Presentation of results after a transformation is highly variable - not least because many statistical texts are unclear on the matter. We recommend strongly that only detransformed means (and as importantly confidence intervals) are reported, but some authors still follow the advice of texts that suggest that means and intervals based on the untransformed data should be presented. One clear error of presentation is to calculate asymmetric confidence intervals, but only show one of the tails in the figure. One important issue (about which there is little awareness) is the bias caused by adding constants to cope with zeros - especially with the log(x+1) and Ö(x+0.5) transformations. For the Box-Cox transformation, it is better to use a 'convenient estimator' rather than the precise power transformation - albeit that only the log transformation is really useful since it allows one to attach a confidence interval around the ratio of the geometric means.

What the statisticians say

Armitage & Berry (2002) cover transformations in medical statistics in Chapter 10 along with other approaches to analyzing data that do not have a normal distribution. Bland (2000) provides a more accessible introduction to the topic for medics in Chapter 10. Krebs (1999) provides an good account of transformations in Chapter 15, including some valuable do's and don'ts for detransforming log transformed data. Standard biometry texts including Zar (1999), Sokal & Rohlf (1995) and Snedecor & Cochran (1989) all provide basic coverage of the logarithmic, square root and arcsine transformations.

For medical researchers, Bland & Altman (1996a) (1996b) (1996c) provide a good introduction to the use of transformations, especially the log transformation. Keene (1995) argues that the log transformation has particular advantages and should frequently be preferred to untransformed analyses.

For ecological researchers O'Hara & Kotze (2010) advise against log-transforming count data, especially if there are zeros present, and instead recommend the use of generalized linear models. McArdle et al. (1990) and Gaston & McArdle (1994) provide an excellent discussion on ways of assessing the temporal variability of animal abundances. They point out that the standard deviation of log (n+1) data will underestimate the true standard deviation if zeros are present, so rare populations look less variable than they really are.

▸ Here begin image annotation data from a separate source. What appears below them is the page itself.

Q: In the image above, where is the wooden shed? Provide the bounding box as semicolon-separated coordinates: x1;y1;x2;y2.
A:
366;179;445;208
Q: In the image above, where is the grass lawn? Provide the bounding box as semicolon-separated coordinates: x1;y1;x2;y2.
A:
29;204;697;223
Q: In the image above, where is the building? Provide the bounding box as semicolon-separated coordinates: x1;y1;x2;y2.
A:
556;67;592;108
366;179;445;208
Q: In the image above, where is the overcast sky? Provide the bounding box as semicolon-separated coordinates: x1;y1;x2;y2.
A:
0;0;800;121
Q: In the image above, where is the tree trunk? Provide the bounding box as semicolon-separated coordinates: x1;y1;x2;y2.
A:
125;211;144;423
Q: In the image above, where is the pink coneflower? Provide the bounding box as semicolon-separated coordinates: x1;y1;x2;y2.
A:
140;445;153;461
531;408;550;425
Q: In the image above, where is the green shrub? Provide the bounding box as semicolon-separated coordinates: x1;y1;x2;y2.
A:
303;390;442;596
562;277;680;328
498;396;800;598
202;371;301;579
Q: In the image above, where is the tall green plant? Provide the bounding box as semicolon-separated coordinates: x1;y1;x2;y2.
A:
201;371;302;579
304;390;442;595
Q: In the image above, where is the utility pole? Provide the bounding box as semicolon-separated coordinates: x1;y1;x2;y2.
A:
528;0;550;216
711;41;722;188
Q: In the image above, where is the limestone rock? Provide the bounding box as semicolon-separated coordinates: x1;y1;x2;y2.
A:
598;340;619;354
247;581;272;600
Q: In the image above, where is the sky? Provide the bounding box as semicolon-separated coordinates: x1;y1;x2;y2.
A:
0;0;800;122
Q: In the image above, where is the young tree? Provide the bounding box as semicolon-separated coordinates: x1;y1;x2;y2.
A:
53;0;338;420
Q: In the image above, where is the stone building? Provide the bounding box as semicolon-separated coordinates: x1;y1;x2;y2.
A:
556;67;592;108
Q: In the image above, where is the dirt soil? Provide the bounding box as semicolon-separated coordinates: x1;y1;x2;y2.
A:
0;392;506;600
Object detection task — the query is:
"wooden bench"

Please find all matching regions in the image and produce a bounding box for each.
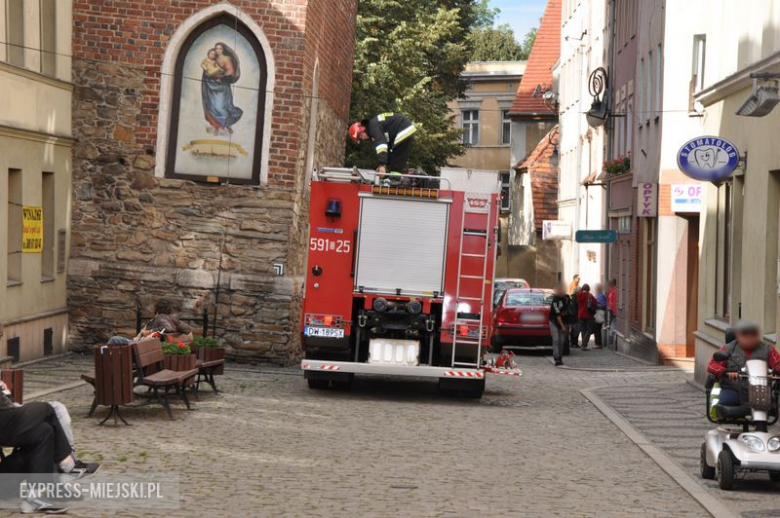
[193,347,225,394]
[133,340,198,420]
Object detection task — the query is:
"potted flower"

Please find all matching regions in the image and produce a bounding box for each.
[192,336,225,375]
[162,342,198,385]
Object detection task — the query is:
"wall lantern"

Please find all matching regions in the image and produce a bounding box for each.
[585,67,609,128]
[547,126,561,167]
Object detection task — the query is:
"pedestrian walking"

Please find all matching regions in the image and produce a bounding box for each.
[550,284,569,367]
[593,284,607,347]
[607,279,617,329]
[577,284,598,351]
[567,273,580,296]
[567,288,580,347]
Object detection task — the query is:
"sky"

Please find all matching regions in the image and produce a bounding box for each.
[490,0,547,41]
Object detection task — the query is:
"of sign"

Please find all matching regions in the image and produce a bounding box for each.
[542,220,571,240]
[672,183,703,212]
[636,182,658,218]
[22,205,43,254]
[677,136,739,182]
[574,230,617,243]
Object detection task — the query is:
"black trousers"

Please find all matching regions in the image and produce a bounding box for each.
[387,135,414,173]
[0,402,71,473]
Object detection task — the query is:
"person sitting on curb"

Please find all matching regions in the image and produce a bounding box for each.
[0,394,99,514]
[707,320,780,406]
[108,299,193,345]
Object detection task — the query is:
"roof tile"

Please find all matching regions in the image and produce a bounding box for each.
[509,0,561,116]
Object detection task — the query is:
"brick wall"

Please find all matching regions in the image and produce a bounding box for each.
[69,0,357,363]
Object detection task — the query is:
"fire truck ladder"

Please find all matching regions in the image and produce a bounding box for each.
[452,195,494,369]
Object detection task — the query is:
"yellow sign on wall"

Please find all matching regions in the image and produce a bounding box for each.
[22,205,43,254]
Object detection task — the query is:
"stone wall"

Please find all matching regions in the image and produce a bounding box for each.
[68,0,356,364]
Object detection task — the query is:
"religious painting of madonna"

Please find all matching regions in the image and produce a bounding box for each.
[166,16,267,184]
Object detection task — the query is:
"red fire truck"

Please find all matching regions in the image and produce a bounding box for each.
[301,168,512,397]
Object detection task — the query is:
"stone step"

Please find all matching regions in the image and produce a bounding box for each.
[661,357,696,372]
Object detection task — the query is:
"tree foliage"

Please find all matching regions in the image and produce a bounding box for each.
[470,25,527,61]
[347,0,482,173]
[520,26,541,59]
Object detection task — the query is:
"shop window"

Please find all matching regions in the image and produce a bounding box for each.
[714,183,733,321]
[5,336,21,362]
[641,218,656,331]
[501,171,512,212]
[460,110,479,146]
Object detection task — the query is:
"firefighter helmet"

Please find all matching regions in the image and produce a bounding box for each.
[349,121,366,143]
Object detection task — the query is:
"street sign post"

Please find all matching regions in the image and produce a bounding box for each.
[574,230,617,243]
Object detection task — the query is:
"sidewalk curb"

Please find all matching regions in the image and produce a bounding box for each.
[580,387,737,518]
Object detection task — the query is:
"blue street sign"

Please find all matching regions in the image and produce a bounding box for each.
[574,230,617,243]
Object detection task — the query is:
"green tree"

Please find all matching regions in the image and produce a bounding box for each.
[347,0,486,173]
[469,25,528,61]
[520,26,541,59]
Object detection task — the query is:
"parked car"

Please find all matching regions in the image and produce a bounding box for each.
[491,288,553,352]
[493,279,531,308]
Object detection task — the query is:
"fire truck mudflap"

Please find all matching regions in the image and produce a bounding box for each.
[301,168,519,396]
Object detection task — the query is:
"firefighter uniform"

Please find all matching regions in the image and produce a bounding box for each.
[366,113,417,173]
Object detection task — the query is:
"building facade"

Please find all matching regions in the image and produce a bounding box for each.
[448,61,533,277]
[502,0,561,288]
[554,0,610,292]
[68,0,357,363]
[687,0,780,381]
[0,0,74,361]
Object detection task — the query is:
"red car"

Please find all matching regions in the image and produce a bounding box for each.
[492,288,553,352]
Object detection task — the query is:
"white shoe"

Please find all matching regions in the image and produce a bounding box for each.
[22,498,68,514]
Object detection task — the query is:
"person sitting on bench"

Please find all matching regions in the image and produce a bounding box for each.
[707,320,780,406]
[108,299,192,345]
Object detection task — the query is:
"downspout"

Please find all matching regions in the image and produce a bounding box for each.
[604,0,617,283]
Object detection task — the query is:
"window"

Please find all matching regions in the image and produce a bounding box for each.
[41,173,55,281]
[41,0,57,76]
[641,218,656,331]
[715,183,733,320]
[6,169,22,285]
[501,171,512,212]
[688,34,707,111]
[460,110,479,146]
[652,45,663,115]
[501,110,512,145]
[5,0,24,67]
[645,51,653,121]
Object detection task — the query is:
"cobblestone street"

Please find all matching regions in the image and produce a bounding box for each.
[4,351,732,516]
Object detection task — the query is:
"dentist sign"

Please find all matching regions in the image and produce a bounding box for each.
[677,137,739,183]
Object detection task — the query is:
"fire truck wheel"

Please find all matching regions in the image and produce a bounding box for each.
[306,379,330,390]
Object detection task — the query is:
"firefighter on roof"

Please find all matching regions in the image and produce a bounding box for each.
[349,113,417,173]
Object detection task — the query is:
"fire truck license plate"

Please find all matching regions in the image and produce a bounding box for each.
[303,327,344,338]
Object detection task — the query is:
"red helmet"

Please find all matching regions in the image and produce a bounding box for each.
[349,121,366,142]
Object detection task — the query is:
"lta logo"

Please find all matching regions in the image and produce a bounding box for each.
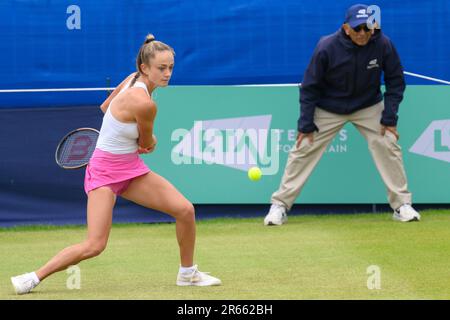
[409,120,450,162]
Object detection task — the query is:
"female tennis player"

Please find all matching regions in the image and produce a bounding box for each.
[11,34,221,294]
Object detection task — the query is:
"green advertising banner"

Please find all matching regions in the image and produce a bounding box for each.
[143,86,450,204]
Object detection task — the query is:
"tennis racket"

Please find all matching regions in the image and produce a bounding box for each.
[55,128,99,169]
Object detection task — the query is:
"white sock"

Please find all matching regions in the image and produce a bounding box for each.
[179,265,196,273]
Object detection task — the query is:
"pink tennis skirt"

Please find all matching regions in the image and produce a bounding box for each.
[84,149,150,195]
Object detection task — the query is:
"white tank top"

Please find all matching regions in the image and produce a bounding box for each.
[96,80,150,154]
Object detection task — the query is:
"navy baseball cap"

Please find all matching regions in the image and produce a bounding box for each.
[345,4,369,28]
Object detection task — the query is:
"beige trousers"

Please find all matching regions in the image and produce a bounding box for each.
[271,102,411,210]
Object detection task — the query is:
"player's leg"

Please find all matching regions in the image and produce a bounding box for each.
[351,102,420,221]
[264,108,347,225]
[121,172,221,286]
[121,172,195,266]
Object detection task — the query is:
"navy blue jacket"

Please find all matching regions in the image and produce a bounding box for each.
[298,28,405,133]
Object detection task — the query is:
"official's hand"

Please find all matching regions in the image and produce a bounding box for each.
[381,126,400,141]
[296,132,314,148]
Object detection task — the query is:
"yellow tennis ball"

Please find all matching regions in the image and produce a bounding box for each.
[248,167,262,181]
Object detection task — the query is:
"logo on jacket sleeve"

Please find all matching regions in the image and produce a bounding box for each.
[367,59,380,70]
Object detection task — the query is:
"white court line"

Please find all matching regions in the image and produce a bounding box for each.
[0,71,450,93]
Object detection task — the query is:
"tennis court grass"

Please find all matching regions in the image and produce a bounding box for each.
[0,210,450,300]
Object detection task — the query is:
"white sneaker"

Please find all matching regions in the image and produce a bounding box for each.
[11,272,39,294]
[264,204,287,226]
[177,265,222,287]
[392,203,420,222]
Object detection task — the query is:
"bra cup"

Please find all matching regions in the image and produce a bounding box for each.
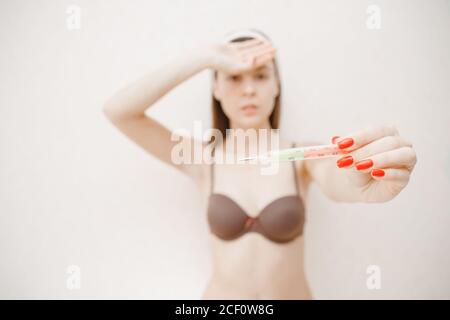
[258,196,305,242]
[208,194,247,240]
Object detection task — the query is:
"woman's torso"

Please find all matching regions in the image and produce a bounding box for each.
[201,141,311,299]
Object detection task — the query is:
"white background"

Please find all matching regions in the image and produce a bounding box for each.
[0,0,450,299]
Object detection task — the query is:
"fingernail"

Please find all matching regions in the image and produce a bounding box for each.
[331,136,340,144]
[355,159,373,170]
[338,138,353,149]
[372,169,384,177]
[336,156,353,168]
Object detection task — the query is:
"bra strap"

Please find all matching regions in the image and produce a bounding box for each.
[292,142,300,196]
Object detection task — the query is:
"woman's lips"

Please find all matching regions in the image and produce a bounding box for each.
[241,104,257,115]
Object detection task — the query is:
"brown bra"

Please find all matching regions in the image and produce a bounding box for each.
[208,144,305,243]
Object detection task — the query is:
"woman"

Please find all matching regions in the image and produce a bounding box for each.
[104,29,416,299]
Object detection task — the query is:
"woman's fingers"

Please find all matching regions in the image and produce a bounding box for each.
[346,136,412,168]
[354,147,417,172]
[335,126,398,152]
[228,39,266,49]
[241,43,275,57]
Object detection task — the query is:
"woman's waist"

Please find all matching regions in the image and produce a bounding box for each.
[203,273,311,299]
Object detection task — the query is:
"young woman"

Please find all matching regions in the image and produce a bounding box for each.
[104,29,416,299]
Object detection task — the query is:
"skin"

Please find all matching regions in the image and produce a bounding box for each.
[103,39,417,299]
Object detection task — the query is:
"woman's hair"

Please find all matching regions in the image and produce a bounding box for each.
[212,29,281,139]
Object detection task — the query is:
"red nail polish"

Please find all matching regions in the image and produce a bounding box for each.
[336,156,353,168]
[355,159,373,170]
[331,136,340,144]
[372,169,384,177]
[338,138,353,149]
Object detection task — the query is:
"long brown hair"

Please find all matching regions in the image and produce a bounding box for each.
[212,29,281,139]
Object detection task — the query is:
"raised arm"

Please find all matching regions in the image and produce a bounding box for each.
[103,40,272,180]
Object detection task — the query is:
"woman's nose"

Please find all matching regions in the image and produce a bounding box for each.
[243,80,256,94]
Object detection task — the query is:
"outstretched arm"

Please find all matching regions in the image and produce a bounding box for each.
[305,126,417,202]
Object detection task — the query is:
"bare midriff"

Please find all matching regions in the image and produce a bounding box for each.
[202,232,312,300]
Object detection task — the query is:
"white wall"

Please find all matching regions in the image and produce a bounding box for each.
[0,0,450,299]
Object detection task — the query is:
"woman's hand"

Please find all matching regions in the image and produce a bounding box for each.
[208,39,276,74]
[332,126,417,202]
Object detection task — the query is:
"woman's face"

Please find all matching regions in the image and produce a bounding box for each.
[214,60,279,129]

Box and Cox (1964) describe how to obtain the optimum transformation for data being analyzed with a linear model. Anscombe (1948) and Bartlett (1947) consider the theory and need for transformations, and then look at several in more detail.

Wikipedia provides a section on data transformation and the Box-Cox distribution. . NIST/SEMATECH e-Handbook of Statistics explains how to use the Box-Cox transformation to normalize the data. The Handbook of biological statistics covers the common transformations as does Will Hopkins (2000a) (2000b) Pengfei Li gives an overview of Box-Cox transformations.